Baju ini sekarang telah ditetapkan sebagai seragam bagi para PNS di
Provinsi Kalimantan Timur dan dipakai pada hari-hari tertentu.
Baju Takwo
Jelapah ini menutup bagian tengah dada dibagian bawah leher hingga
pinggul.
Baju takwo dipadukan dengan kain panjang bermotif parang rusak yang
sisinya diberi ornamen berupa rumbai-rumbai keemasan.
Hiasan gerak gempa tersebut berwujud bunga melati yang terbuat dari
emas atau perak bersepuh emas.
Selop atau alas kaki yang digunakan biasanya berwarna hitam atau
cokelat.
Baju Kustim
Nama kustim berasal dari kata kostum yang bermakna baju tanda
kebesaran.
Baju kustim hampir mirip baju takwo, hanya saja pada sisi jelapah, leher
baju, dan ujung lengan baju dihiasi pasmen.
Pasmen yaitu sulaman stilasi bentuk bunga atau flora dari benang emas.
Pasmen terbuat dari benang serat logam mulia (emas).
Akan tetapi, kain tersebut tidak tembus pandang.
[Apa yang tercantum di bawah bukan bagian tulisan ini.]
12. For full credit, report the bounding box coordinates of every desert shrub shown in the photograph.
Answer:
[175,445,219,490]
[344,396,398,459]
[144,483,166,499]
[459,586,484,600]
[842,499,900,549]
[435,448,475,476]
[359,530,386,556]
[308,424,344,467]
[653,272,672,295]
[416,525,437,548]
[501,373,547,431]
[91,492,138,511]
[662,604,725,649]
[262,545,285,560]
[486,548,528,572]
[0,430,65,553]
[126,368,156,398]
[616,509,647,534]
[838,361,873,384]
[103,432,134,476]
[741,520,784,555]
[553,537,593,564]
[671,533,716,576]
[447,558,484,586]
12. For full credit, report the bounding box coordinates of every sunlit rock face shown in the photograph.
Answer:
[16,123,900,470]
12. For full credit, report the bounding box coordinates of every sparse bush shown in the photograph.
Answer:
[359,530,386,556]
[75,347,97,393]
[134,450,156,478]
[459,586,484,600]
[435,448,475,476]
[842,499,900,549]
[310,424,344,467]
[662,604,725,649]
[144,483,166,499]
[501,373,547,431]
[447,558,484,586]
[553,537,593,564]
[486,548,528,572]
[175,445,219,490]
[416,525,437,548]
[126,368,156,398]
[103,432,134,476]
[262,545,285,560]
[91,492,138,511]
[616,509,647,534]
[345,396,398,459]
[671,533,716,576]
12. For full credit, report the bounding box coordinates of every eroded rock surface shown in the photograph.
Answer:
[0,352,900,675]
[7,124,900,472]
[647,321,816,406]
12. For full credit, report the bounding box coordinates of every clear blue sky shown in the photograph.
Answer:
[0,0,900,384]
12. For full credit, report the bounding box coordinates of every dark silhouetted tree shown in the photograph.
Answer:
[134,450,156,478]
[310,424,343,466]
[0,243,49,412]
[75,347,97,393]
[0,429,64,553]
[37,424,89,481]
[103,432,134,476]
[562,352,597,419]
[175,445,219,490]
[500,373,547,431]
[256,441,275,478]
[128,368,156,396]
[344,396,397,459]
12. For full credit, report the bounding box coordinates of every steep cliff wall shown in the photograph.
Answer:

Kain tipis tersebut
terbuat dari bahan katun.
Jika bepergian, mereka memakai ikat kepala, destar dari kain batik.
Para gadis atau ibu-ibu muda biasanya memakai sarung caul, yaitu kain
panjang batik yang sudah dijahit berbentuk sarung.
Sedangkan untuk para kaum wanita, berupa rok pendek, baju rompi, ikat
kepala yang dihiasi bulu enggang, ikat pinggang, kalung manik-manik
dan gelang tangan.
Golongan mantiq dan marantikaq dapat dibedakan dari ragam hias yang
ditambahkan pada berbagai perlengkapan acara adat.
Oleh karena sekarang sudah tidak ada lagi raja, yang dianggap sebagai
pemuka masyarakat adalah kepala adat , kepala suku, dan para ahli
belian (ahli penyembuhan penyakit) yang disebut pemeliaten.
Kepala adat suku bangsa Dayak Benuaq juga berbaju kemeja tanpa
lengan dari kain serat doyo berwarna merah atau hitam.
Selain itu, mereka juga mengenakan cawat atau cancut yang juga dibuat
dari tenunan serat doyo.
Biasanya tenunan kain doyo (ulap doyo) memiliki tiga warna yaitu
merah, hitam, dan cokelat muda.
Ulap doyo sebagai tenunan ikat khas Dayak Benuaq, bermotif stilasi dari
bentuk flora, fauna, dan alam mitologi.
Pada bidang yang berwarna terang dan pada kain bercorak hias itu
muncul titik-titik hitam yang dihasilkan dari pengikatan sebelum dicelup
bahan pewarna.
Titik-titik hitam inilah yang membedakan hasil tenunan ikat dari daerah
lain.
Kain tenun serat ini dapat dibuat destar, kopiah, baju, sarung, dan
sebagainya.
Dilihat dari materi pembuatan dan cara pemakaiannya, kedua baju adab Dayak ini
sangatlah menggambarkan perihal kearifan masyarakat dayak dalam memanfaatkan
sumber daya alam secara bijak dalam kegiatan kesehariannya.
Seperti sanggup dilihat pada gambar di atas, baju Ta’a tersusun atas beberapa
kelengkapan yaitu baju atasan berjulukan sapei inoq, rok sebatas lutut berjulukan ta’a,
da’a atau ikat kepala yang dibentuk dari kain atau daun pandan dengan hiasan bulu
burung, serta gelang dari pintalan benang sebagai penolak bala.
Baik baju atasan, bawahan, maupun epilog kepala, semuanya dihiasi dengan uleng atau
pernik motif khusus, di antaranya motif burung enggang dan harimau untuk para
bangsawan, serta motif flora untuk masyarakat biasa.
Adapun untuk baju sapei sapaq yang dikenakan sebagai pakaian adab Kalimantan
Timur khas laki-laki dayak bahwasanya tidak mempunyai perbedaan mencolok dengan
baju ta’a. Baju sapei sapaq mempunyai motif yang sama dengan baju ta’a. Hanya saja
bawahannya tentu tidak berupa rok, melainkan celana pendek yang berjulukan Abeq
kaboq. Selain itu, para laki-laki dayak juga memakai kelengkapan lain berupa senjata
tradisional yaitu perisai dan mandau sebagai sarana pinjaman diri.